Chamberlin v. Estate of Chamberlin

16 Vt. 532 | Vt. | 1844

The opinion of the court was delivered by

Williams, Ch. J.

We can perceive no question of law, decided by the county court, which calls for a revision.

It appears that Charles Chamberlin, in the year 1833, made a will, in which he devised to Abiel Chamberlin, the appellant, twenty acres on the north side of No. 10 meadow lot, and twenty five acres on the north side of upper meadow house lot No. 41, and also the equal half of a barn; the residue of these lots was devised to John Y. Chamberlin, now deceased. After the death of John V. Chamberlin, Abiel Chamberlin made application to the court of probate for a division of the real estate of the said Charles Chamberlin, agreeably to his will; the court of probate thereupon appointed a committee, whose doings were returned to and accepted by the probate court, — from which Abiel appealed. The decision of the county court affirmed the decree of the probate court, and to that decision Abiel excepted. On these exceptions the case is now before us.

Among his other exceptions, he contends that the lands were devised to him and John V. in severalty. This exception certainly comes rather unfavorably from him, as it was upon his application that the committee was appointed. We have no doubt, however, that the appointment of the committee was both necessary and proper, unless a division had been agreed on among themselves. A committee was necessary to separate and set off to the devisees the different portions assigned to them. The eleventh section'of chapter 48, and the fourth and eighth sections of chapter 53, of the Revised Statutes, not only authorized, but required, the appointment of such committee, if the devisees did not agree.

In making this division, or severance, the committee could only follow the provisions of the will; and they have done this, precisely according to the directions therein contained. It was not necessary for them to make any mention of the barn.

*538It is again complained, that the committee did not follow the line agreed on by the parties. This they were not authorized, or required, to do. If the parties had made a .division, so as to be conclusive between them, there was no necessity for the appointment of a committee, and the appellant was unfortunate in making the application procuring their appointment. The committee could take no other guide but the will, without any regard to the agreement of the parties. The views of the law, on this subject, are mistaken by the appellant. A division line between two proprietors, agreed upon, is not binding between them, unless it has been acquiesced in, and possession has been conformable thereto, for fifteen years; White v. Everest, 1 Vt. 181, and Campbell v. Bateman, 2 Aik. 177.
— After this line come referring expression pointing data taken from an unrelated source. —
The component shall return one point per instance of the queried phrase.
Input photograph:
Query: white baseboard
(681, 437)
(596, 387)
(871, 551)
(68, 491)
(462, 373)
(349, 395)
The same remarks will apply to the other objection, as to the twenty five acres. The committee have set that off according to the will, and if it is not in a convenient shape for the appellant, the misfortune is, that the will was not different, not that the committee have mistaken its provisions.

The committee placed the true construction on the will, when they excepted the house, and the land around the same,’ out of the twenty acres devised to the appellant, as the will is express to that effect.

The judgment of the county court, affirming the decree of the probate court, is affirmed.